Investors seeking a smoother ride by switching to cash or buying popular stocks at any cost may find that this ‘safe’ approach will in fact prove to be more risky over the long term.

Governments across the globe have slashed interest rates to counteract the impact of Covid-19 on their economies.

As a result of this, ‘safe’ assets have become even less likely to outperform inflation for the foreseeable future.

Equities remain the place to build your long-term wealth, despite the discomfort investing in them can cause from time to time, due to higher volatility.
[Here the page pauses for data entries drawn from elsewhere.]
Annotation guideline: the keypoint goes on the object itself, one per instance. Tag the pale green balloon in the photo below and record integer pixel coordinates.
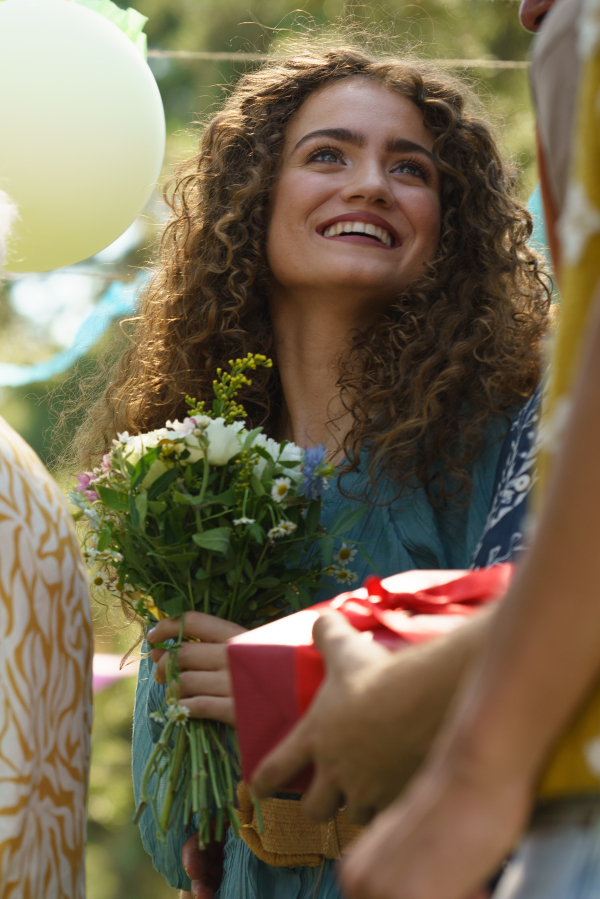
(82, 131)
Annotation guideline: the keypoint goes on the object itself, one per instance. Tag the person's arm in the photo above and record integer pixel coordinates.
(466, 809)
(374, 718)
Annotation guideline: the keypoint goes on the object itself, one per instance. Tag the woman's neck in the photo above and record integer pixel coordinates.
(310, 341)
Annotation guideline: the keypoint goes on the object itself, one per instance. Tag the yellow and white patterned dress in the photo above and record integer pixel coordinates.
(45, 683)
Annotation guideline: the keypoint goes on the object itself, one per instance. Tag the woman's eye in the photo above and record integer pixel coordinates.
(411, 168)
(326, 156)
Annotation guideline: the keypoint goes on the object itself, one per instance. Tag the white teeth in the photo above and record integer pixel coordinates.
(359, 228)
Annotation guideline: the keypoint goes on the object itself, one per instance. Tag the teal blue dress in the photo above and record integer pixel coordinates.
(404, 534)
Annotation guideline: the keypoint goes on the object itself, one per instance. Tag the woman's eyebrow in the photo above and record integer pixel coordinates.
(341, 134)
(402, 145)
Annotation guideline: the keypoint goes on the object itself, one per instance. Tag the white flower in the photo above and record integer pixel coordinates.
(591, 750)
(288, 527)
(134, 448)
(344, 555)
(345, 576)
(280, 489)
(589, 29)
(281, 530)
(224, 440)
(290, 453)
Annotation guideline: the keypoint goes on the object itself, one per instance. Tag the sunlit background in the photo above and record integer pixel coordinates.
(52, 321)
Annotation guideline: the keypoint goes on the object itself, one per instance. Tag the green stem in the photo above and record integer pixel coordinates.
(237, 580)
(195, 769)
(173, 780)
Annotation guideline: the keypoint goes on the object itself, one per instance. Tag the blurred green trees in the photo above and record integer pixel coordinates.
(118, 867)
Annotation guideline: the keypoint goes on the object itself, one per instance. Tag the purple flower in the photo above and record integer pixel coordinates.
(84, 480)
(316, 471)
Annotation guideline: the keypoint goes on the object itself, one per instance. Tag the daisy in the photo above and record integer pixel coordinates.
(345, 576)
(288, 527)
(280, 489)
(345, 554)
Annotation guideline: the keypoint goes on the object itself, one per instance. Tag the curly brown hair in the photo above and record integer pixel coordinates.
(460, 347)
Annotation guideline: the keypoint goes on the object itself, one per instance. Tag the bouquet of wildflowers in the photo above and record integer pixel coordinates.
(206, 515)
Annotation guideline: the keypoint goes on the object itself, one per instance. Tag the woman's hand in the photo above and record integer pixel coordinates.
(205, 684)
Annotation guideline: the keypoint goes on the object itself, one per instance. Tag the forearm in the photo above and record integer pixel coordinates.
(413, 690)
(543, 655)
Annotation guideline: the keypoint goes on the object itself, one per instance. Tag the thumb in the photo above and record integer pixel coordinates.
(339, 643)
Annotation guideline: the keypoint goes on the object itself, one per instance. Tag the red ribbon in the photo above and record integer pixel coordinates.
(462, 596)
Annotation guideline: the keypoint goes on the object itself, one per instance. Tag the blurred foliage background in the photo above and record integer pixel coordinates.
(39, 315)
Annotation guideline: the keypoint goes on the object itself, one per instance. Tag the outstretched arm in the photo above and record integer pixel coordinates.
(466, 809)
(373, 720)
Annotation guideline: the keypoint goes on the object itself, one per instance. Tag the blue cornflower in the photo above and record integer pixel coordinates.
(316, 472)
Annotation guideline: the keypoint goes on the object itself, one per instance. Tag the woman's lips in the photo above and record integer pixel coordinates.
(360, 227)
(360, 238)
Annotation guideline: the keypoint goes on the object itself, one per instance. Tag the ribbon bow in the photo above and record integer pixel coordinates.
(410, 614)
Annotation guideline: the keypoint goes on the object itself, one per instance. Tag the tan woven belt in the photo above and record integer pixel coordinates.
(289, 838)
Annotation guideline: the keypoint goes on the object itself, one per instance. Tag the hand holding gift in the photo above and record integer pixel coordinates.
(374, 718)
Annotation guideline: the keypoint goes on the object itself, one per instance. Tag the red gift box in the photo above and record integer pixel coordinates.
(276, 669)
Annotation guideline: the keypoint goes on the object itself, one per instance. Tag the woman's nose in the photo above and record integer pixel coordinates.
(532, 13)
(368, 182)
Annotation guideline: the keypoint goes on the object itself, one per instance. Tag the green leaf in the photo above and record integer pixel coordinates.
(143, 466)
(257, 533)
(227, 498)
(118, 502)
(177, 557)
(161, 483)
(104, 539)
(141, 504)
(327, 546)
(268, 582)
(366, 557)
(293, 598)
(215, 540)
(251, 437)
(312, 516)
(345, 520)
(184, 498)
(257, 486)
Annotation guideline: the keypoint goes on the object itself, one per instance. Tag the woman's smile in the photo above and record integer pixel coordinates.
(355, 213)
(361, 228)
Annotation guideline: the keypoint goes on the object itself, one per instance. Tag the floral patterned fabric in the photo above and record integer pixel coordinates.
(45, 683)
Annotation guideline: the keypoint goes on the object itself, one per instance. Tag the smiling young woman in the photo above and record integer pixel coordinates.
(353, 219)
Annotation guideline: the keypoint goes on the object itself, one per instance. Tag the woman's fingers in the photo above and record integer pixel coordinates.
(201, 683)
(207, 628)
(217, 708)
(191, 657)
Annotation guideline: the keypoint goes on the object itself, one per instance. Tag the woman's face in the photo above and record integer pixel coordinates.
(356, 207)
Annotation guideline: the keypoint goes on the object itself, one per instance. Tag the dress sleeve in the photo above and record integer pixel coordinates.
(166, 857)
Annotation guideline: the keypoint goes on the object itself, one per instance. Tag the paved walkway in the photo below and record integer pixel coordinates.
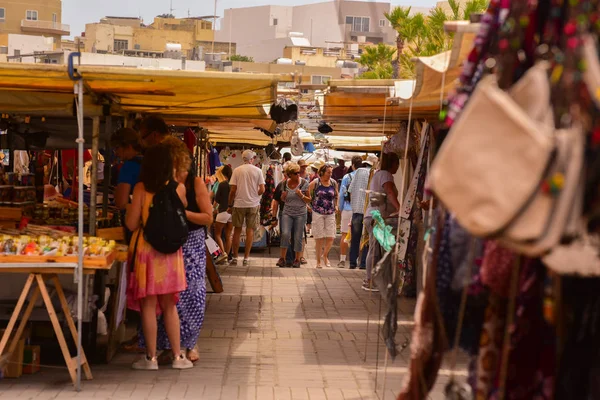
(274, 334)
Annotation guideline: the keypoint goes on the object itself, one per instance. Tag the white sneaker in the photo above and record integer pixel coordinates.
(182, 362)
(146, 364)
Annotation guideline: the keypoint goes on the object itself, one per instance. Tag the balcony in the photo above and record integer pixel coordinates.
(45, 27)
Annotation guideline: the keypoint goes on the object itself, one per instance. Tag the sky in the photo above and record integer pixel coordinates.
(77, 15)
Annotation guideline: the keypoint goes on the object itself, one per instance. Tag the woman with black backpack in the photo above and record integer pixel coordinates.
(158, 274)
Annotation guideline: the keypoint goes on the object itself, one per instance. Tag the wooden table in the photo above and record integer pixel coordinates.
(42, 269)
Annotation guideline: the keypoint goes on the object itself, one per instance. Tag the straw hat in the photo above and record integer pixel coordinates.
(317, 164)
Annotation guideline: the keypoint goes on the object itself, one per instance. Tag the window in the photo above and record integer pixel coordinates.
(31, 15)
(121, 45)
(320, 79)
(359, 24)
For those who are concerned about their retirement savings, and who have more than 10 years to go until retirement, investing part of their overall portfolio into equities remains crucial.

Although the overall message from the Asisa figures is that investors are in defensive mode, there are some signs of optimism in the South African equity space.

In the last quarter, investors moved out of SA Multi Asset High Equity, Medium Equity and Low Equity portfolios resulting in net outflows for these sectors, and instead favoured investing in the SA Equity General portfolios.

Locally registered foreign portfolios recorded net outflows for the second consecutive quarter. These foreign currency denominated portfolios are only accessible once the necessary clearance to invest has been obtained from authorities, and investors have bought the necessary foreign currency.

This might show investors perceive the rand to be undervalued, with it having weakened considerably during the early stages of the pandemic.

However, international diversification remains an important consideration for investors. Analysis shows the rand has been undervalued relative to other currencies for some time. While it may reverse course, there is no certain way to predict when this is likely to happen. Investors should therefore ensure their portfolios are diversified appropriately in line with their risk profiles.

The market is currently presenting some incredible opportunities for investors who are focused on the long term, and who understand that the price they pay for a share is a critical component of its ultimate returns.

Anet Ahern is the chief executive at PSG Asset Management.